A inauguração do Museu do Amanhã estava prevista para 2014, e, conforme notícias dessa matéria jornalística, as obras foram aceleradas, funcionando 24 horas por dia para que a nova meta seja cumprida (O GLOBO, 2014, s/p.). No entanto, a inauguração foi realizada dia 17 de dezembro de 2015, após o término da pesquisa de campo. Por esse motivo o museu foi incluído como objeto apenas a partir da percepção dos vizinhos, dos gestores da organização social que o gere (IDG) e dos trabalhadores do MAR.

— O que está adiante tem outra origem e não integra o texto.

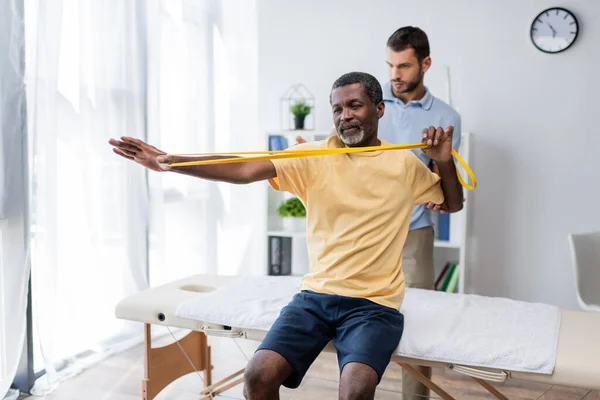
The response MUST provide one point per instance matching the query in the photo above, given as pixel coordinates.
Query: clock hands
(553, 31)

2.2.3. O Centro Cultural Municipal José Bonifácio

O Centro Cultural Municipal José Bonifácio é um dos 11 centros culturais da prefeitura do Rio. Define-se por ser um “centro de estudos da cultura afrobrasileira, questões ligadas à negritude como a inclusão, desigualdade racial e econômica. Destaque para a contribuição negra para a cultura brasileira” (PREFEITURA do Rio de Janeiro, 2014, s/p.). Já de acordo com o sítio do Porto Maravilha (2014, s/p.) a coordenação do CCJB (incluindo a mesma prefeitura) “mantém o compromisso de preservar e valorizar a cultura Afro-Brasileira e da Região Portuária”.

Tal como aconteceu com o MAR, a abertura do Centro Cultural José Bonifácio foi marcada pelo prefeito Eduardo Paes em data comemorativa: “O prefeito Eduardo Paes reinaugurou nesta quarta-feira (20), dia da Consciência Negra, o Centro Cultural José Bonifácio (CCJB). Fundado em 1877 por Dom Pedro II, o palacete faz parte do Circuito Histórico e Arqueológico da Celebração da Herança Africana e foi restaurado pelo programa Porto Maravilha Cultural” (G1, 2014, s/p.).

Diferente do MAR e do Museu do Amanhã, o CCJB não tem patrocínio nem gestão declaradamente privada. Está “sob a coordenação da Companhia de Desenvolvimento Urbano

da Região do Porto do Rio de Janeiro (Cdurp), em parceria com a Secretaria Municipal de Cultura e o Instituto Rio Patrimônio da Humanidade” (PORTO Maravilha, 2014,s/p.).

Durante a pesquisa de campo, o Centro Cultural Municipal José Bonifácio esteve praticamente fechado, o que inviabilizou a pesquisa planejada nesse local. Os relatos dos vizinhos revelam por um lado o orgulho de ter uma instituição tão importante historicamente no local, e, por outro, o desapontamento com o seu parco funcionamento. Existem diversos grupos que já trabalhavam com manifestações culturais na região, e que ocupavam locais em litígio como o prédio da antiga fábrica Bhering e que ficaram desalojados, com tantos prédios públicos vazios na região, inclusive com esse recentemente reformado.

O Instituto Pretos Novos (IPN) costumava usar bastante uma sala do Centro Cultural Municipal José Bonifácio (prédios aliás, bem próximos) para a realização de uma agenda de palestras e minicursos ligados sobretudo a questões da região e da história de origem afrodescendente. Eu inclusive participei de uma dessas palestras e conheci o prédio depois da reforma.